El diálogo entre lo antiguo y lo contemporáneo puede y debe existir. Y es saludable que un museo de arte antiguo se cuestione si puede ser también un lugar de producción de los lenguajes del presente, así como de preservación del pasado. Es fruto de los tópicos que arrastramos desde la era del futurismo pensar que entre lo antiguo y lo contemporáneo hay fracturas irremediables, discontinuidades e incapacidad de diálogo: el arte contemporáneo no puede prescindir de la comparación, siquiera implícita o implícita, con el arte antiguo. Toda forma de arte incluye, de manera más o menos intencionada, alguna forma de reacción que, como explicaba Salvatore Settis, “también puede manifestarse dando la vuelta a los ecos del arte antiguo, ocultando sus huellas, tratando de ignorar su existencia o denigrando sus cualidades y resultados, o incluso abogando por su destrucción como hicieron los futuristas”, y en consecuencia la relación entre lo antiguo y lo contemporáneo está animada por una tensión que “se rearticula continuamente en el flujo de los lenguajes críticos y del gusto, en los mecanismos del mercado, en el funcionamiento de las instituciones, en la ’cultura popular’”.

¿Cómo activar entonces una copresencia de lo antiguo y lo contemporáneo que no sea especiosa?

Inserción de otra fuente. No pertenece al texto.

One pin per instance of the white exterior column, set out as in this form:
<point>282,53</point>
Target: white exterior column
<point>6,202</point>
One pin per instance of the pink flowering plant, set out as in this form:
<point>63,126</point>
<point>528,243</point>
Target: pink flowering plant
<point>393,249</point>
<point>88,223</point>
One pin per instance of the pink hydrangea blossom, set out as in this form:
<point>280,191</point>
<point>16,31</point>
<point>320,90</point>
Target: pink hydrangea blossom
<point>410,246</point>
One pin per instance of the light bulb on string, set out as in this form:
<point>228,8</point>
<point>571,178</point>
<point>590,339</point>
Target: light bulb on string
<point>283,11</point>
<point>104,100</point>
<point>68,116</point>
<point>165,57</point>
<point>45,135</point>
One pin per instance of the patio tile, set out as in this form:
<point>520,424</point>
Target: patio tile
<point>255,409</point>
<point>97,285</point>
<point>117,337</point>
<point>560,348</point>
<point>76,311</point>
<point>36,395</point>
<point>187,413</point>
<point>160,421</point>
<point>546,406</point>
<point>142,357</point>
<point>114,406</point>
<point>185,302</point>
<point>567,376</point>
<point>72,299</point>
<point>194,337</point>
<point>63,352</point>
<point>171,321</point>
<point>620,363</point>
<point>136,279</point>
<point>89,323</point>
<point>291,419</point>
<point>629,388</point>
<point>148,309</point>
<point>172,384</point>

Es necesario, entretanto, partir del supuesto de que una función no debe excluir otra (es legítimo preguntarse si un lugar de memoria puede ser también un lugar de producción, pero si la producción oculta durante algún tiempo una parte de la memoria, tal vez sea necesario verificar en primer lugar hasta qué punto los propios deseos pueden ser compatibles con la función primaria del lugar), y señalar que la mera reanudación de los valores formales (ya sea por afinidad o por contraste) tiene pocas probabilidades de ser incisiva: la lógica de la intervención contemporánea, que activa “una experiencia estética” frente a lo antiguo (suena un poco a “las obras contemporáneas encajan”), no prescinde de considerar a este último como una mera escenografía. Será entonces necesario que el contemporáneo evite obliterar lo antiguo o impedir su lectura: si de diálogo se trata, el contemporáneo debería, si no exaltar al interlocutor, al menos hacerlo participar, implicarlo al mismo nivel, de lo contrario ya no será diálogo, sino que se convertirá en prevaricación. El llamado “diálogo” debería entonces apoyarse en bases sólidas: un vínculo con la historia del lugar, una conexión evidente y quizá espontánea y no forzada con la obra antigua, o una reflexión que parta de lo antiguo o que al menos tenga puntos en común. El diálogo, sin embargo, no es ciertamente la única forma posible de interacción: la presencia en disonancia con el arte antiguo es otra forma igualmente válida de aproximación, quizá para cuestionar un argumento planteado por lo antiguo. Lo importante es que el acercamiento, incluso discordante, de lo antiguo y lo contemporáneo acabe dejando algo más, produciendo nuevos significados y nuevas lecturas. En 2006, Paolo Portoghesi, hablando sobre el tema de las inserciones contemporáneas en tejidos urbanos antiguos, esbozó con lúcida claridad que cualquier intervención de este tipo no debe admitir justificaciones genéricas, sino que, por el contrario, presupone “razones estrictamente vinculadas a un problema específico que se examina a fondo antes de tomar cualquier decisión”: el mismo principio debe guiar las intervenciones de arte contemporáneo que se enfrentan a lo antiguo.